IN JUST the past month, Multnomah County has seen more than five public suicide attempts. That's an unusually high number, and each drew uncomfortable attention to an often-avoided topic.
But while public suicides catch more notice, officials across the county say the problem—an increase in suicide rates overall—goes far beyond what we can easily see.
"It's the white elephant in the middle of the living room that no one wants to talk about," said Portland Fire and Rescue's Paul Corah at an October 13 press conference. "But it's crucial we do."
The Portland Police Bureau has responded to 214 suicides and attempts already this year—an uptick from 198 for all of last year. Additionally, officers have received 916 suicide-related calls, 65 more than in all of 2010. While it's impossible to pinpoint a single cause, says Leslie Storm of Oregon Partnership, a nonprofit suicide and substance abuse prevention group, it's easy to key in on an at least one overarching issue: the unstable economy.
"We know the rise is due to a combination of stresses, but the underlying stress is the economy," she says. "And it doesn't seem like it's going to get better soon."
Storm, who operates Oregon Partnership's 24-hour suicide hotline, says she's seen the suicide rate slowly rise over the five years she's worked there. "A lot of people are unemployed and don't have the right insurance for serious illnesses," Storm says. "Mental health budget cuts don't help."

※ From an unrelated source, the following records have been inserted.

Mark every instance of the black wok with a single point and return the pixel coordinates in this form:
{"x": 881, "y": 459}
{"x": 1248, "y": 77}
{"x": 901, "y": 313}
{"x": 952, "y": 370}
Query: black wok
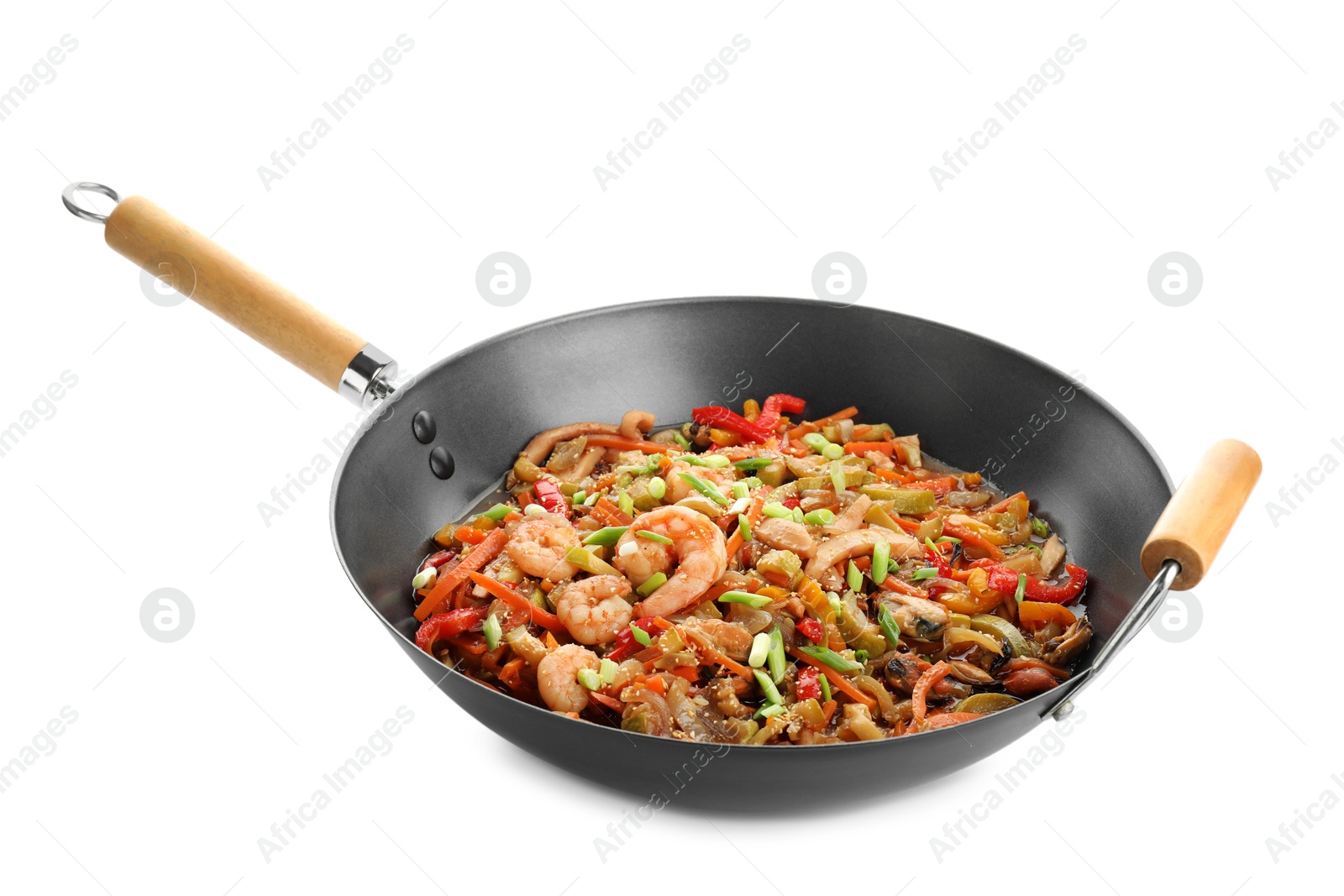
{"x": 433, "y": 449}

In tandem with the increase, Storm has watched fellow nonprofit mental health facilities close because of major state and county budget cuts. Last month, Multnomah County commissioners voted to cut $5.56 million from county mental health services. While the state returned $4.7 million, the cut still left a mark. The county's Mental Health and Addiction Services Division (MHASD) crisis line remains intact, but the cuts have left those without insurance on thin ice.

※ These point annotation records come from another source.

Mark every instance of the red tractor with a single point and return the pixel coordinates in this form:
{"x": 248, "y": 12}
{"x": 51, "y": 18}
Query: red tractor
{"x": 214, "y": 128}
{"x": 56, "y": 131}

"The county is responsible for those that are the most ill and most vulnerable," says David Hidalgo, interim MHASD director. "And a large group of those individuals are not covered."

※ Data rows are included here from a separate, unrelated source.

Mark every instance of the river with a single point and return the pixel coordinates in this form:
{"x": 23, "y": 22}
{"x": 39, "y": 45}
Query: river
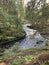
{"x": 31, "y": 39}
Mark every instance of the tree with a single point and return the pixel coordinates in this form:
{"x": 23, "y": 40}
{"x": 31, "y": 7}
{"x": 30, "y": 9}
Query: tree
{"x": 37, "y": 12}
{"x": 10, "y": 27}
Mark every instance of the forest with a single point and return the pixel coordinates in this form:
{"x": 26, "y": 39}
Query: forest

With even more cuts expected in the coming year, Hidalgo says it's time to work together with other community resources, such as police officers, city workers, and social services. Currently, MHASD is working with Portland police to create a smoother system for transferring suicide-related 911 calls to the county's crisis line.
Oregon Partnership's Storm says she sees community collaboration and awareness as a key piece to quelling the rising numbers.
"We need to lose the stigma around suicide and reach out. People need to know that there are resources for them, even if it's just to talk," Storm says. "If people can hold on, it will change."